Updated query that gives correct results - removing rows with less than 90 days (works when no dates are missing):

#standardSQL
SELECT DATE_SUB(date, INTERVAL i DAY) date_grp
 , HLL_COUNT.MERGE(sketch) unique_90_day_users
 , HLL_COUNT.MERGE(DISTINCT IF(i<31,sketch,null)) unique_30_day_users
 , HLL_COUNT.MERGE(DISTINCT IF(i<8,sketch,null)) unique_7_day_users
 , COUNT(*) window_days
FROM (
  SELECT DATE(creation_date) date, HLL_COUNT.INIT(owner_user_id) sketch
  FROM `bigquery-public-data.stackoverflow.posts_questions` 
  WHERE EXTRACT(YEAR FROM creation_date)=2017
  GROUP BY 1
), UNNEST(GENERATE_ARRAY(1, 90)) i
GROUP BY 1
HAVING window_days=90
ORDER BY date_grp

Solution 2:

You can aggregate the date and do the sum.

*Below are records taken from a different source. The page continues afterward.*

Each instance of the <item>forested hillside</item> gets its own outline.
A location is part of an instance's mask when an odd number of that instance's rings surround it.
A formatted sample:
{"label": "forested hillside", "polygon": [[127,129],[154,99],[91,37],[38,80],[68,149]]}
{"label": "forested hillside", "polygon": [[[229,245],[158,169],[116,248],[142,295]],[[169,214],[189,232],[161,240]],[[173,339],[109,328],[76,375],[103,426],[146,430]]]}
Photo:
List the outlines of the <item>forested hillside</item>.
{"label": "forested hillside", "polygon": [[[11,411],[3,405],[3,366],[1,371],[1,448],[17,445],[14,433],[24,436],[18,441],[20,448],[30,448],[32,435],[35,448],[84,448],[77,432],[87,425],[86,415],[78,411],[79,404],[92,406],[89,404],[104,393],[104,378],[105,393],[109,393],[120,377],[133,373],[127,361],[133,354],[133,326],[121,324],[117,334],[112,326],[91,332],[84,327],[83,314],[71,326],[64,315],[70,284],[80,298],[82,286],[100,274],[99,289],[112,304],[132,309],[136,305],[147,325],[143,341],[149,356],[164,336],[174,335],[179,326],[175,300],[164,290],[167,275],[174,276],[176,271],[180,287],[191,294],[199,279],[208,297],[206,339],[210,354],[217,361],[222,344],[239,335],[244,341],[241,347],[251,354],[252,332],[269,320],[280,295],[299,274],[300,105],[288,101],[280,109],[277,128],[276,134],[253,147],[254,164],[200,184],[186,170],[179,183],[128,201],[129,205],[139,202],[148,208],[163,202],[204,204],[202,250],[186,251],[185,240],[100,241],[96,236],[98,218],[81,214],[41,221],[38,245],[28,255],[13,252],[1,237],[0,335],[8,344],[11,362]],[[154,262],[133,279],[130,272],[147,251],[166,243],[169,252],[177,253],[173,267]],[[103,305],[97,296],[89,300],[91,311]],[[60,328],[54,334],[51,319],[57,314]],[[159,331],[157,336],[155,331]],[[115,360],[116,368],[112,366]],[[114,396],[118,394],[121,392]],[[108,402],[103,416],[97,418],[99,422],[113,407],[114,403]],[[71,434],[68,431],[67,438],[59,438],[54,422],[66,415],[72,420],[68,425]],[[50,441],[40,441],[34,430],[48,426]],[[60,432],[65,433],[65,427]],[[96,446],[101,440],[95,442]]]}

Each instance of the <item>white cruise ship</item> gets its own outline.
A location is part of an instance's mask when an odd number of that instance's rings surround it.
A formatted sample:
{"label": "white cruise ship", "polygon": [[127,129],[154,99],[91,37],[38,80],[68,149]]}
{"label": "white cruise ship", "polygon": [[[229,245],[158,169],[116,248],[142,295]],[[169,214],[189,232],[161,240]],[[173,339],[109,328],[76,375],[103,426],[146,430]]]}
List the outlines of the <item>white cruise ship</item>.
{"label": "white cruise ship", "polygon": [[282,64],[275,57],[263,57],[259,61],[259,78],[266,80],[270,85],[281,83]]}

What is the aggregation? Take the most recent date:

select count(*) as num_users,
       sum(case when date > datediff(current_date, interval -30 day) then 1 else 0 end) as num_users_30days,
       sum(case when date > datediff(current_date, interval -60 day) then 1 else 0 end) as num_users_60days,
       sum(case when date > datediff(current_date, interval -90 day) then 1 else 0 end) as num_users_90days
from (select user_id, max(date) as max(date)
      from `consumer.events` e
      group by user_id
     ) e;

If the most recent date for the user is in the period, then the user should be counted.

You can get this "as-of" a particular date by using a where clause in the subquery.